Réaménagement/Place publique

La place Hugo Chavez à Maïs Gâté dans l'impasse ?

Inaugurée par Michel Martelly le 5 février dernier, la place Hugo Chavez de Maïs Gâté est pourtant inachevée. La remise des chantiers incomplète et la démotivation des agents de surveillance font planer l'incertitude sur le devenir de cette infrastructure, fruit de la coopération vénézuélienne, ayant mobilisé plus de 3 millions de dollars pour sa rénovation.
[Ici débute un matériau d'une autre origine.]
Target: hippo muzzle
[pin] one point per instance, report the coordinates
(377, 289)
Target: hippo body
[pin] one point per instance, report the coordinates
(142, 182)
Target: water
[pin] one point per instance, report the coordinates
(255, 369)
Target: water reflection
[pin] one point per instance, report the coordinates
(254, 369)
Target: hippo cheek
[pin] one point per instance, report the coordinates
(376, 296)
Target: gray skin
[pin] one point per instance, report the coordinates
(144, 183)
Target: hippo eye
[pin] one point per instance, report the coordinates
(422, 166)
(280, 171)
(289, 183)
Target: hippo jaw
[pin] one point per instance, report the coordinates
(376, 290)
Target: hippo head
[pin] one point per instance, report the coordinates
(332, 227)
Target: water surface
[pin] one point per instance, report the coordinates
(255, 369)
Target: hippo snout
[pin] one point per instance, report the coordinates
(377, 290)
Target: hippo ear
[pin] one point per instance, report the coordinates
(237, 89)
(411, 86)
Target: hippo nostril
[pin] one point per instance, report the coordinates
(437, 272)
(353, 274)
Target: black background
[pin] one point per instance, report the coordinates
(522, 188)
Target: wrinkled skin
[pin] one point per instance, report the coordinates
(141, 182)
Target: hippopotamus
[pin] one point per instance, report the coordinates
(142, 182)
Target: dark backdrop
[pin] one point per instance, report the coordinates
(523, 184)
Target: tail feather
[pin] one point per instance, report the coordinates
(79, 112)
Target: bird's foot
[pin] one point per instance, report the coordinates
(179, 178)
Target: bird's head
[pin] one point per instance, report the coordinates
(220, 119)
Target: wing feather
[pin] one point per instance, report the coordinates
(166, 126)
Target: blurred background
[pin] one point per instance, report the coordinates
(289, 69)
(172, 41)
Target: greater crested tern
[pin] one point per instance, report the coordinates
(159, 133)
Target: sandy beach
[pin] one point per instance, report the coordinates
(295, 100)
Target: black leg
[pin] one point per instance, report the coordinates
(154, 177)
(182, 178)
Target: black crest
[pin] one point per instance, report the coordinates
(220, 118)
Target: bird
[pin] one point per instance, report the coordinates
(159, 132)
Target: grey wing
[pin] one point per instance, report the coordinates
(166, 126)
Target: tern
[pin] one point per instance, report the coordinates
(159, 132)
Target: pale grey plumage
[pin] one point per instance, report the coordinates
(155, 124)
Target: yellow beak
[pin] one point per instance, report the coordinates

Publié le 2016-03-16 | lenouvelliste.com

Pour les besoins de bilan, bien qu’inachevée, le président Michel Martelly avait procédé le 5 février dernier à l’inauguration de la place Hugo Chavez à Maïs Gâté. Sur une superficie de 35 630 m2 s’élève cette infrastructure ayant mobilisé plus de 3 millions de dollars américains tirés des fonds PetroCaribe. Le panorama métamorphosé de l’espace présente plusieurs compartiments. Des terrains de jeu, des urinoirs, des cuisines, un kiosque dédié aux artistes, des portraits d’artistes, des installations de sport, entre autres, forment le nouveau paysage de la place Hugo Chavez. Les travaux exécutés par la compagnie La Générale Construction et Distribution S.A sont désormais suspendus depuis la dernière exhibition de l’ancien chef d’État. Observé ce mercredi 17 mars, le chantier de la place Hugo Chavez de Maïs Gâté n’ont pas évolué. Le revêtement artificiel du terrain de football se fait attendre, les panneaux de la surface de basketball absents et les installations électriques sont emportés. Les motifs de suspension des travaux demeurent inconnus. « Les travaux sont suspendus depuis février dernier. Le vol récurent des matériels et équipements exige une présence permanente sur le site. Plus de 13 ampoules électriques ont disparu, le site n’est pas électrifié», regrette Chirary Pierre, agent de surveillance. Dans l’intervalle, Roseline, le visage crispé et d’une voix abattue, évoque sa mésaventure avec le Bureau de gestion et d’entretien des places publiques (BUGEPP), structure responsable de l’entretien des espaces publics. Désappointée, elle exprime son exaspération face au comportement de l’organisme de tutelle. « Nous sommes plus de quarante-trois à assurer le ménage de l’espace, depuis 10 mois nous attendons la pitance mensuelle de 3 310 gourdes. Le ministère de l’Intérieur fait la sourde oreille à nos revendications », s’indigne-t-elle. En dépit d’un réaménagement inachevé, la place Hugo Chavez frôle une centaine de visiteurs quotidiennement. L’accès autorisé régulièrement à des étudiants et cadres s’avère une décision intelligente selon Vanessa, une jeune étudiante. « On m’a exigé une carte d’identification avant de pouvoir pénétrer l’espace. Il y a une grande différence contrairement à l’ancien décor », ajoute-t-elle. La place Hugo Chavez côtoie l’aéroport international Toussaint Louverture. La finalisation des travaux demeure imminente. Et la dénomination « Hugo Chavez » accordée à cette place peut susciter le débat, selon la jeune étudiante.